Composition / ingredients
Step-by-step cooking
Step 1:
How to make a Health salad with carrots, beets, cabbage and yogurt? Prepare all the products that are listed. Cabbage for salad is better to take young, it is juicy, crispy and ideal for vegetable salads. The amount of each of the components can be adjusted to your liking.
Step 2:
Peel the carrots, beets and garlic. Remove the outer leaves from the cabbage. Rinse all vegetables under running cold water and dry with paper napkins to remove the remaining water.
Step 3:
Next you need to chop the vegetables. The method of slicing can be any according to your desire. Slice everything thinly by hand or use a grater. So, grate the carrots on a grater with large teeth or on a grater for Korean salads. Cut the cabbage into thin strips. Send everything into a deep bowl.
Step 4:
Chop the walnut kernels in a mortar.
Step 5:
Grate the beetroot, send it to the salad bowl. Garlic is passed through a press or cut as finely as possible by hand. Add garlic and walnuts to the rest of the ingredients.
Step 6:
Salt the salad to taste, pepper and add natural yogurt.
Step 7:
Mix everything thoroughly.
Step 8:
Serve immediately to the table, garnished with fresh herbs.
Step 9:
This salad can be seasoned with vegetable or olive oil. It will also be very tasty and healthy.

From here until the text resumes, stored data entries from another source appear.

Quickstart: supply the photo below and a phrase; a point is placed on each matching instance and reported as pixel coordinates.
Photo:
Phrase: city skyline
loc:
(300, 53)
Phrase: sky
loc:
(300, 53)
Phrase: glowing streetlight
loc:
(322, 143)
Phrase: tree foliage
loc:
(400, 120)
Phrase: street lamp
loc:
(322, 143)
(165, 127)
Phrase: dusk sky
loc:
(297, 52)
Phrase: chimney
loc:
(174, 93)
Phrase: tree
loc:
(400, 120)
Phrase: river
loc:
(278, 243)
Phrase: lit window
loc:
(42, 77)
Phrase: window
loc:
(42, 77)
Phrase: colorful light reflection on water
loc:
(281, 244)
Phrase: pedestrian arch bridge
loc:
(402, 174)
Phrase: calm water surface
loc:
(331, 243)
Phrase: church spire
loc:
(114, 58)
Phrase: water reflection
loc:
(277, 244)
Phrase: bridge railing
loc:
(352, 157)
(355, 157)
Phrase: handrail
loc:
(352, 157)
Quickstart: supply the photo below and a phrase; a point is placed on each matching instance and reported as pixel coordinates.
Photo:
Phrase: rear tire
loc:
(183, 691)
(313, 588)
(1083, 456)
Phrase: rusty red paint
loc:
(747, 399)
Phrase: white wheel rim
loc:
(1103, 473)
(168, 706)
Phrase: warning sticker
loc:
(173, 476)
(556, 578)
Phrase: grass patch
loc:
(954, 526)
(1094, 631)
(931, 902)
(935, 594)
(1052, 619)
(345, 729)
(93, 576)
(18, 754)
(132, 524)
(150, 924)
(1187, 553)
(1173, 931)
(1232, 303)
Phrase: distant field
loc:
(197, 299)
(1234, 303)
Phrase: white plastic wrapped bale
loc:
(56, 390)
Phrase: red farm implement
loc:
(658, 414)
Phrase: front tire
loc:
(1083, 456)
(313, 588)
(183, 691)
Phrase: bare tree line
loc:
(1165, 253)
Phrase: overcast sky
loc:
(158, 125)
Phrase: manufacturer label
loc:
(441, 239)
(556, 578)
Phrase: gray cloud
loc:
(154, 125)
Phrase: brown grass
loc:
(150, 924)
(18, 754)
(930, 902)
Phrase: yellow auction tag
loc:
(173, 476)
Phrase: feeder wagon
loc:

Salads from fresh vegetables always turn out very juicy and incredibly healthy! They are delicious in themselves and perfectly complement any second course, including potatoes and meat. In addition, they are always very easy and quick to cook.
Bon appetit!
Root vegetables are best washed with a brush or a hard sponge under running water.
The salad will look nice and neat if you cut all the ingredients into pieces of the same size and shape (for example, cubes).
Since the degree of salinity, sweetness, bitterness, sharpness, acid, burning is individual for everyone, always add spices, spices and seasonings, focusing on your taste! If you put some of the seasonings for the first time, then keep in mind that there are spices that it is especially important not to shift (for example, chili pepper).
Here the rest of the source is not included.